Urgence permanente. Pour gérer les aléas liés à ces contraintes organisationnelles, un dispositif intitulé "plan hôpital en tension", ou plan HET, a été créé. La Fédération des observatoires régionaux des urgences (Fedoru) a identifié sept types d'actions
à mettre en place dans le cadre de ce plan : ouverture de lits supplémentaires, sollicitation des établissements voisins, renfort des personnels en poste...

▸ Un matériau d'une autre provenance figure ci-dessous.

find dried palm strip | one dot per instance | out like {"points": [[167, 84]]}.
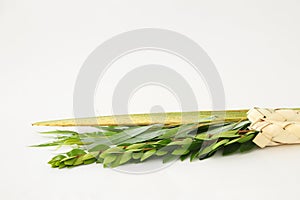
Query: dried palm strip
{"points": [[154, 118], [276, 126]]}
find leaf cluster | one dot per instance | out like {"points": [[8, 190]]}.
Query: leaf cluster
{"points": [[114, 145]]}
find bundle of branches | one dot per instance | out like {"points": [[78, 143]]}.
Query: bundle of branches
{"points": [[195, 135]]}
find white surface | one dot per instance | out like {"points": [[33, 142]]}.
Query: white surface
{"points": [[254, 44]]}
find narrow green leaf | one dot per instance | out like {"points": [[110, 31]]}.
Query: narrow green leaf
{"points": [[247, 146], [161, 152], [125, 157], [181, 151], [244, 139], [78, 161], [89, 161], [109, 159], [70, 161], [169, 158], [137, 155], [230, 149], [76, 152], [147, 154]]}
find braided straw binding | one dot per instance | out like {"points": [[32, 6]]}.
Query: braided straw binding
{"points": [[276, 126]]}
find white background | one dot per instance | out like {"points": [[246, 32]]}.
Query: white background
{"points": [[254, 44]]}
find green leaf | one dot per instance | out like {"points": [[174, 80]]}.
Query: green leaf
{"points": [[230, 149], [135, 146], [61, 165], [169, 158], [148, 154], [125, 157], [100, 147], [109, 159], [79, 161], [88, 156], [70, 161], [62, 132], [89, 161], [219, 144], [244, 139], [247, 146], [137, 155], [76, 152], [181, 151], [169, 133], [186, 141], [113, 150], [227, 134], [147, 135], [57, 158], [202, 136], [161, 152]]}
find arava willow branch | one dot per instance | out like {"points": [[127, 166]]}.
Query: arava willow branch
{"points": [[135, 138]]}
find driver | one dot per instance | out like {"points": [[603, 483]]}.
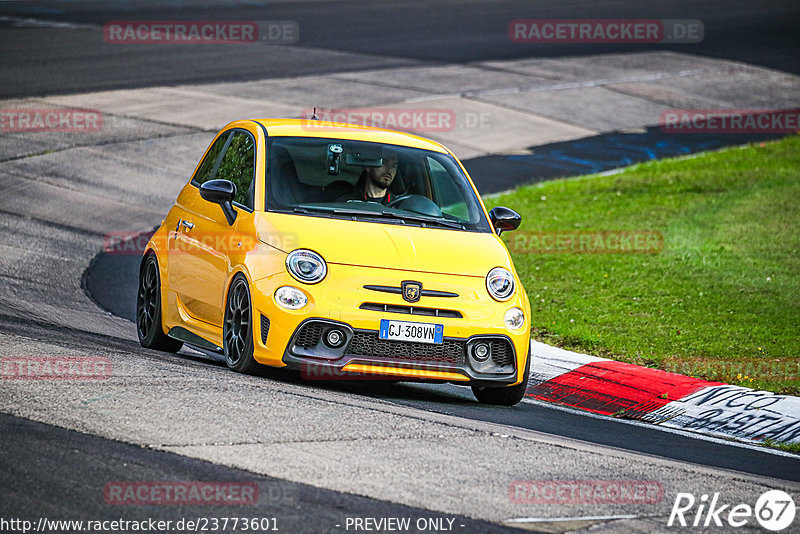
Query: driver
{"points": [[373, 185]]}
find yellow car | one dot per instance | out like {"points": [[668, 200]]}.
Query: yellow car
{"points": [[344, 252]]}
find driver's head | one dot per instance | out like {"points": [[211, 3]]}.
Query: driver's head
{"points": [[384, 175]]}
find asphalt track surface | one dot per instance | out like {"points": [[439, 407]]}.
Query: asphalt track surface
{"points": [[355, 35], [46, 469], [111, 281]]}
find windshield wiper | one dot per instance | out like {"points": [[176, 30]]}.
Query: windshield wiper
{"points": [[401, 216], [312, 210], [423, 219]]}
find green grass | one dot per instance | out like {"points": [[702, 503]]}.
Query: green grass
{"points": [[788, 447], [721, 301]]}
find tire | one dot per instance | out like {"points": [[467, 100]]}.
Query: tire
{"points": [[504, 396], [148, 309], [237, 329]]}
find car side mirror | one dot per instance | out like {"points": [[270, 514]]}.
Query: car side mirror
{"points": [[504, 219], [221, 192]]}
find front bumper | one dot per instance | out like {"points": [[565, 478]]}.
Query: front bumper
{"points": [[363, 354], [284, 337]]}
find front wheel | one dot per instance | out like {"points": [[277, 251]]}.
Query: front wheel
{"points": [[148, 309], [504, 396], [237, 330]]}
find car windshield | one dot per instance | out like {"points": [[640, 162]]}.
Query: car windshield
{"points": [[370, 182]]}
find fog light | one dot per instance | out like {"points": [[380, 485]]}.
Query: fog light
{"points": [[514, 319], [290, 298], [334, 338], [481, 352]]}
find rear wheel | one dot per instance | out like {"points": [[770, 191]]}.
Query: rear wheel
{"points": [[148, 309], [237, 330], [504, 396]]}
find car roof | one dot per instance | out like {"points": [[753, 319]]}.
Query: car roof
{"points": [[339, 130]]}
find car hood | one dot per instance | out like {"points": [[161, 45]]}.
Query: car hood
{"points": [[387, 246]]}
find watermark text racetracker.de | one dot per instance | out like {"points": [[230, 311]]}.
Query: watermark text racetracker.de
{"points": [[764, 121], [104, 526], [405, 119], [180, 493], [586, 242], [55, 368], [605, 31], [585, 492], [135, 243], [201, 31], [55, 120]]}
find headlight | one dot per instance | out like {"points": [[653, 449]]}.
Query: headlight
{"points": [[306, 265], [514, 319], [290, 298], [500, 283]]}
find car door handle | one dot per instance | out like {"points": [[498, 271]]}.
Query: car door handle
{"points": [[187, 224]]}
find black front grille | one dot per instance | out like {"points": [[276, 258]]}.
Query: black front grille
{"points": [[368, 344], [410, 310], [502, 352], [309, 335], [264, 328]]}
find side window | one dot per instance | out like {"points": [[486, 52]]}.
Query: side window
{"points": [[238, 166], [208, 169], [447, 194]]}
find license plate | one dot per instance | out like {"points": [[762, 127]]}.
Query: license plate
{"points": [[405, 331]]}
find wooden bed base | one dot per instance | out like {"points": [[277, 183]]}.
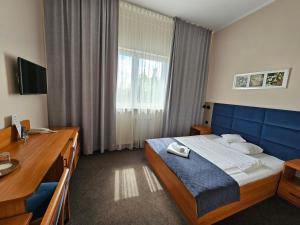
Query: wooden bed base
{"points": [[250, 194]]}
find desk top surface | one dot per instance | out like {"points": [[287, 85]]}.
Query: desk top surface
{"points": [[35, 158], [23, 219]]}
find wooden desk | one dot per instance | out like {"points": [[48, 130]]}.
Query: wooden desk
{"points": [[42, 157], [23, 219]]}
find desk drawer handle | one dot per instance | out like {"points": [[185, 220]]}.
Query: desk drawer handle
{"points": [[294, 195]]}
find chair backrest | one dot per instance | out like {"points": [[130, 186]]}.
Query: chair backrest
{"points": [[54, 209], [72, 154]]}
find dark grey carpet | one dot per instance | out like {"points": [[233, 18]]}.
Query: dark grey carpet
{"points": [[112, 189]]}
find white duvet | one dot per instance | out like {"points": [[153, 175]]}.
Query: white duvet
{"points": [[224, 157]]}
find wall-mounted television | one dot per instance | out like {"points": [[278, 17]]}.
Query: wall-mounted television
{"points": [[32, 78]]}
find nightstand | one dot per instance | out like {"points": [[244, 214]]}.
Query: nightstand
{"points": [[200, 130], [289, 186]]}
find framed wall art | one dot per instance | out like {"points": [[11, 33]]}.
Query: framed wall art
{"points": [[262, 80]]}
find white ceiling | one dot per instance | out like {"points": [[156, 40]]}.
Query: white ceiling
{"points": [[213, 14]]}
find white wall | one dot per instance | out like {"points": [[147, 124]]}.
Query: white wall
{"points": [[21, 34], [266, 40]]}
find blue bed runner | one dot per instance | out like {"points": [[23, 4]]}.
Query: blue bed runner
{"points": [[209, 185]]}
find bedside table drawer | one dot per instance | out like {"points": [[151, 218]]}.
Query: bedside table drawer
{"points": [[289, 193]]}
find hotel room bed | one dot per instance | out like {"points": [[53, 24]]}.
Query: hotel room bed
{"points": [[255, 125]]}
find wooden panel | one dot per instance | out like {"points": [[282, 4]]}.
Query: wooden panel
{"points": [[290, 193], [12, 208], [23, 219], [35, 157], [251, 193]]}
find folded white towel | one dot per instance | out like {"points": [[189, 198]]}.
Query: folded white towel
{"points": [[179, 150]]}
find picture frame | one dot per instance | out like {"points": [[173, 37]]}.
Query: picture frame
{"points": [[262, 80]]}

Force est de constater que les établissements font aujourd'hui appel de manière récurrente, pour ne pas dire fréquente, à ce plan HET. S'il est difficile de ne pas faire de lien entre la politique assumée de "maîtrise des dépenses de santé" à l'hôpital et le recours important à ce dispositif, son usage pose d'autres questions concernant la qualité des soins prodigués et la sécurité des patients. En effet, l'hiver dernier, certains hôpitaux ont été jusqu'à déclencher le plan blanc, autre dispositif d'urgence normalement destiné à gérer des catastrophes sanitaires. Certes, selon Santé publique France, l'épidémie de grippe 2017-2018 a été précoce et longue. Néanmoins, si l'hôpital fait appel à un dispositif d'urgence parce qu'il y a la grippe en hiver, c'est qu'il est à bout de souffle. Que se passerait-il si une véritable catastrophe sanitaire venait se rajouter par-dessus ?

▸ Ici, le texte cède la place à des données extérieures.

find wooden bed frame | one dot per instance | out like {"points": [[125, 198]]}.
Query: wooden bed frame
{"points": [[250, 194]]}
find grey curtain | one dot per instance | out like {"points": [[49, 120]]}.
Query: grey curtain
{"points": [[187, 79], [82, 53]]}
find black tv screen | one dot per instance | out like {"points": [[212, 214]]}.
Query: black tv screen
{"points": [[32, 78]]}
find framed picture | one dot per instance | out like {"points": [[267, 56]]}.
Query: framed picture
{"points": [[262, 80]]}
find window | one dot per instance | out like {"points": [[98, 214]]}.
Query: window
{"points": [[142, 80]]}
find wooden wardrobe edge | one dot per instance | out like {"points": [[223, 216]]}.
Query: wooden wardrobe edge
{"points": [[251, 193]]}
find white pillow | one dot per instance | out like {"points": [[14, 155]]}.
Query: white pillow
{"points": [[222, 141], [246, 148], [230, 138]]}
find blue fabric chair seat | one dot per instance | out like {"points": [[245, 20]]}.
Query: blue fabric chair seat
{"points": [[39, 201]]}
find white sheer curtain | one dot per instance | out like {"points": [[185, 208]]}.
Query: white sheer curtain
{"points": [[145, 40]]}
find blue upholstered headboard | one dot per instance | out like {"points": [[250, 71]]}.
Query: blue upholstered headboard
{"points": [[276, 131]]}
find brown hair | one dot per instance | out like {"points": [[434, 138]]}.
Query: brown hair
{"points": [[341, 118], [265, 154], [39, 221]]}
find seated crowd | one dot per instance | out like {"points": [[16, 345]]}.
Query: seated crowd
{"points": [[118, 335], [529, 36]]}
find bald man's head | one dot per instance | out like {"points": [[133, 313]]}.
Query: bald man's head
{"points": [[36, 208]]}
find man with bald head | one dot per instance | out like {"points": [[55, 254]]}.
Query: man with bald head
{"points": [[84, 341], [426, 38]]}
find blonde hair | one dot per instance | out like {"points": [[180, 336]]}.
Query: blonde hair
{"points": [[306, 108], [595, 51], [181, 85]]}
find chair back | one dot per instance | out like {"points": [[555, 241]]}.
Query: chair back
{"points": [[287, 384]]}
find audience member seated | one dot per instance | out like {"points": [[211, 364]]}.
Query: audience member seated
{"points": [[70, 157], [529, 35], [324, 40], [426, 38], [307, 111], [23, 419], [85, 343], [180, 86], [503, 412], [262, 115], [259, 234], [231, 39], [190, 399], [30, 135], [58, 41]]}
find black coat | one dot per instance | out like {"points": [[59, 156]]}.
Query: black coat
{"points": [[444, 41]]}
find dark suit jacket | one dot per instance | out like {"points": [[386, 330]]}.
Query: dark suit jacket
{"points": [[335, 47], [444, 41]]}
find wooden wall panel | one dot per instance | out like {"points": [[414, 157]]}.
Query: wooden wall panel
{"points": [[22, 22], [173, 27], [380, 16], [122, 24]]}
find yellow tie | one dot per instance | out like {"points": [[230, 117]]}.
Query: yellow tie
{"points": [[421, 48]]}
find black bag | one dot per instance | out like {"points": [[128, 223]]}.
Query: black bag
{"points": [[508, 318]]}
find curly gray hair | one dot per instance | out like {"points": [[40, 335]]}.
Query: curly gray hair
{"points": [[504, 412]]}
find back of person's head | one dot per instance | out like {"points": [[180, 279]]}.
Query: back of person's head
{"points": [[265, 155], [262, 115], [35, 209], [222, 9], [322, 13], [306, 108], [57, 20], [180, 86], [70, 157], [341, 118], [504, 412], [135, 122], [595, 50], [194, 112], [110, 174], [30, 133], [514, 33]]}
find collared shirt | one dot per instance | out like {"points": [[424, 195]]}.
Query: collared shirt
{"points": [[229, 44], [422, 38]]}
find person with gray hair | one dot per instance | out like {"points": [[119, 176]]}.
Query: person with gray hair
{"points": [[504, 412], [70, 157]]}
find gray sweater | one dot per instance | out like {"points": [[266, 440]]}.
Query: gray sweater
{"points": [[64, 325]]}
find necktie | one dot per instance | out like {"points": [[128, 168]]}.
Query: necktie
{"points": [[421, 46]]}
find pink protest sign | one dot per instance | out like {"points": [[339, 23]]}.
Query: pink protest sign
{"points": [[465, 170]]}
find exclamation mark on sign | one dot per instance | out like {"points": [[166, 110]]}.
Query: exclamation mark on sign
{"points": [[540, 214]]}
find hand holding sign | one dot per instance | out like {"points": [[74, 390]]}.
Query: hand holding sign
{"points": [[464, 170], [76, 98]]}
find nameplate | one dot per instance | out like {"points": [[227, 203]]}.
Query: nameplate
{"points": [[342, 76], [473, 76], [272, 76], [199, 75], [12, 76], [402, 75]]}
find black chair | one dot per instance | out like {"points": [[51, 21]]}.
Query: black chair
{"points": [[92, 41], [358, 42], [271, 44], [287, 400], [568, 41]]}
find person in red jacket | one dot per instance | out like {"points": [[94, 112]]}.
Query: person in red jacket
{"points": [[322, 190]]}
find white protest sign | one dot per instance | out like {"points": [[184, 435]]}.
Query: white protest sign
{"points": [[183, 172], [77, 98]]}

Des solutions émergent donc sur le terrain, mais elles demeurent locales et ne parviennent pas à se diffuser au profit de l'ensemble d'un établissement, les équipes d'un service ignorant souvent ce qui se fait dans les autres. En outre, ces solutions locales paraissent globalement insuffisantes. Il ne s'agit souvent que de mesures transitoires, qui ne font que limiter ponctuellement l'impact de la dégradation des conditions de travail des personnels hospitaliers sur leur santé. En vue de préserver celle-ci de façon plus durable, il convient donc de trouver des ressources pérennes pour recréer des espaces de régulation, en remplacement de ceux qui ont été détruits par vingt ans d'intensification du travail. Cela passe aussi par un choix, celui de renoncer à toujours vouloir réduire les moyens.